A nephrostomy is a thin drainage tube that is inserted directly through the skin of the back into the collecting system of the kidney under the guidance of ultrasound and X-ray. This allows urine to drain out externally into a collection bag. It is used when the obstructed kidney cannot be drained by the internal route (retrograde ureteric stenting via the bladder) e.g. when a stone is too large for a stent to pass alongside; when the ureter is completely obstructed and cannot be cannulated; when general anaesthesia for cystoscopic stenting carries too high a risk. Nephrostomy offers rapid clinical improvement of infected obstructed kidney with local anaesthesia alone and immediate and reliable kidney drainage. The stone or obstruction is then definitively treated and the nephrostomy removed once the infection is cleared and the patient is stable.

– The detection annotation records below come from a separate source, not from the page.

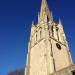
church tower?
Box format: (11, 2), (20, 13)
(25, 0), (75, 75)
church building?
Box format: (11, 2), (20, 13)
(24, 0), (75, 75)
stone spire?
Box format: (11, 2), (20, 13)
(40, 0), (52, 21)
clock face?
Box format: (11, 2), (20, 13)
(56, 43), (61, 50)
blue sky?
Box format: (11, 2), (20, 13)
(0, 0), (75, 75)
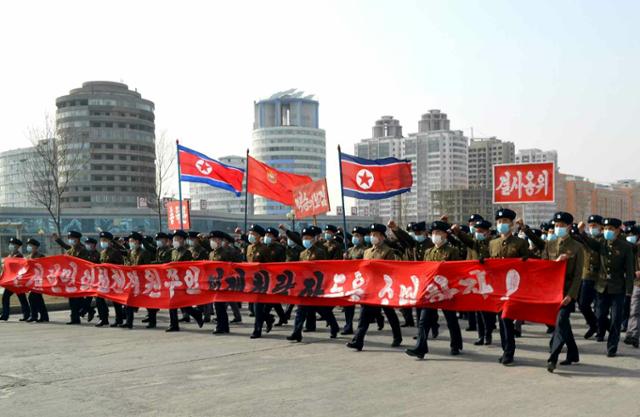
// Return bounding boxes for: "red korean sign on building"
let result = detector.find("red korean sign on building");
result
[493,162,556,204]
[293,179,331,219]
[165,200,191,230]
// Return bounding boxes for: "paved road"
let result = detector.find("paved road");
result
[0,311,640,417]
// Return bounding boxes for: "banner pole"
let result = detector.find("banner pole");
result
[338,145,348,253]
[176,139,184,230]
[242,148,249,233]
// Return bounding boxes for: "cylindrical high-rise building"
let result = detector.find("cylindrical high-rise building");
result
[56,81,156,207]
[251,89,326,214]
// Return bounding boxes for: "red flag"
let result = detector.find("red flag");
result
[247,156,313,206]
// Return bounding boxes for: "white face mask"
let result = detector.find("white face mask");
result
[431,233,444,246]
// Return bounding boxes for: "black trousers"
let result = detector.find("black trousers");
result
[343,306,356,332]
[499,315,516,357]
[28,292,49,321]
[549,303,580,363]
[2,288,31,320]
[598,292,626,353]
[475,311,497,339]
[578,280,598,329]
[213,302,233,333]
[169,307,202,329]
[96,297,109,323]
[353,305,402,345]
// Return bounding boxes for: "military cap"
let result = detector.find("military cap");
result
[430,220,449,232]
[553,211,573,224]
[324,224,338,233]
[467,214,484,223]
[496,209,516,220]
[209,230,226,239]
[411,222,427,232]
[249,224,265,236]
[127,232,144,242]
[264,227,280,236]
[100,232,113,240]
[351,226,369,235]
[27,238,40,247]
[602,217,622,227]
[587,214,604,224]
[474,220,491,230]
[172,230,188,239]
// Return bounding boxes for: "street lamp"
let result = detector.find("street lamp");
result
[287,210,296,232]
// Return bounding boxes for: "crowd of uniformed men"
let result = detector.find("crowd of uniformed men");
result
[0,209,640,372]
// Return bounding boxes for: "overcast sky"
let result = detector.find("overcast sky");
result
[0,0,640,206]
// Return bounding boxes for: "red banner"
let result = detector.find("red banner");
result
[165,200,191,230]
[493,162,555,204]
[0,255,565,324]
[293,178,331,219]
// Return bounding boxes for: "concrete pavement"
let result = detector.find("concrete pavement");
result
[0,309,640,417]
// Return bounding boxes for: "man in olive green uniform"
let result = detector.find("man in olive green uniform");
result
[0,237,29,321]
[53,230,89,324]
[388,221,432,330]
[405,221,462,359]
[489,209,529,366]
[166,230,204,332]
[287,226,340,342]
[579,218,635,357]
[340,226,369,335]
[451,215,497,346]
[26,238,49,323]
[122,232,154,329]
[578,214,604,340]
[542,211,584,372]
[347,223,402,351]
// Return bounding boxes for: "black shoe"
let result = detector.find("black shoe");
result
[584,327,598,340]
[501,355,513,366]
[287,333,302,342]
[404,349,424,359]
[346,342,362,352]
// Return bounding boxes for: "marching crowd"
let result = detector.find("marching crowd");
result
[0,209,640,372]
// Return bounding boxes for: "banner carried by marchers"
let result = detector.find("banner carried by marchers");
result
[293,178,331,219]
[0,255,565,324]
[493,162,555,204]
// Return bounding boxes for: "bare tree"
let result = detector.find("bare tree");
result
[24,115,89,235]
[153,130,176,230]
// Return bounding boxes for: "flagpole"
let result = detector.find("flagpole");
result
[243,148,249,233]
[176,139,184,230]
[338,145,348,253]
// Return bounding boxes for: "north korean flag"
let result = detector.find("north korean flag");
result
[340,153,413,200]
[178,145,244,196]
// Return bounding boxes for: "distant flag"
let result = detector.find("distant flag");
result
[178,144,244,196]
[247,155,313,206]
[340,152,413,200]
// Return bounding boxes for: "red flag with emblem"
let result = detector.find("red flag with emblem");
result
[247,156,313,206]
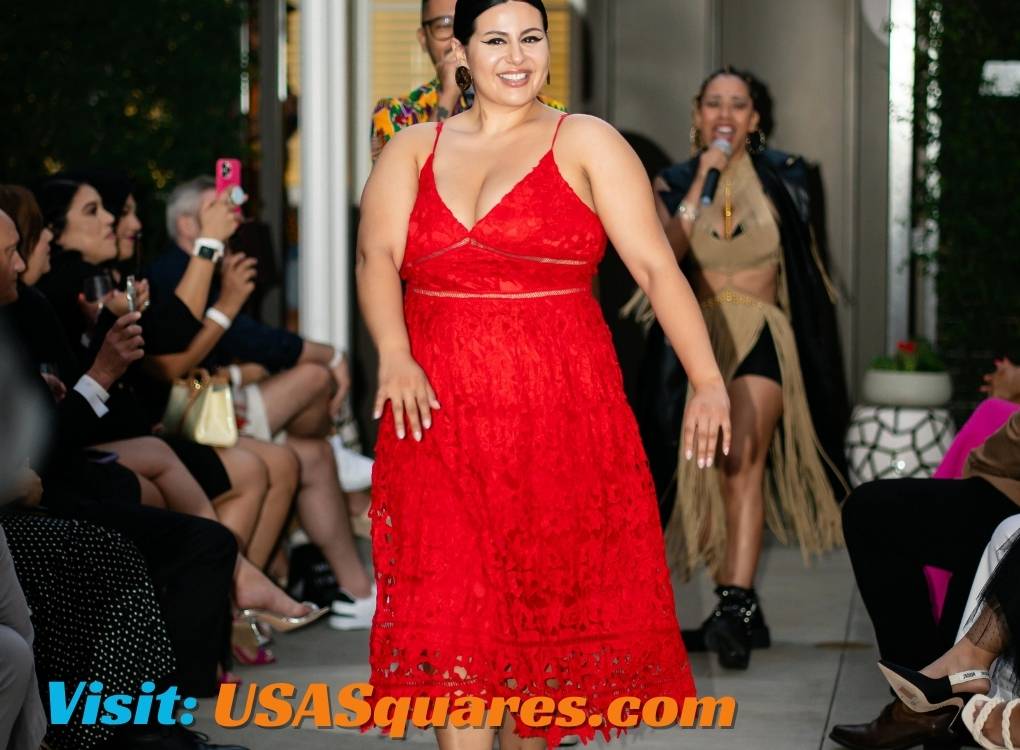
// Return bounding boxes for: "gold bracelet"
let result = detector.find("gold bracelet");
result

The extent of hydronephrosis regression after successful treatment of its cause depends upon the degree of previous dilatation and the duration of obstruction. Following successful pyeloplasty for PUJO, hydronephrosis usually shows marked improvement on ultrasound within 3-6 months, with further gradual normalization over 1-2 years. Even after a successful operation the renal pelvis can be a little dilated and this does not mean the operation has failed if the MAG3 scan shows improved drainage. Mild hydronephrosis usually resolves within days to weeks after removal of the stone obstruction. Chronic obstruction leads to markedly dilated kidneys that may have some permanent degree of collecting system dilatation even after relief of the obstruction.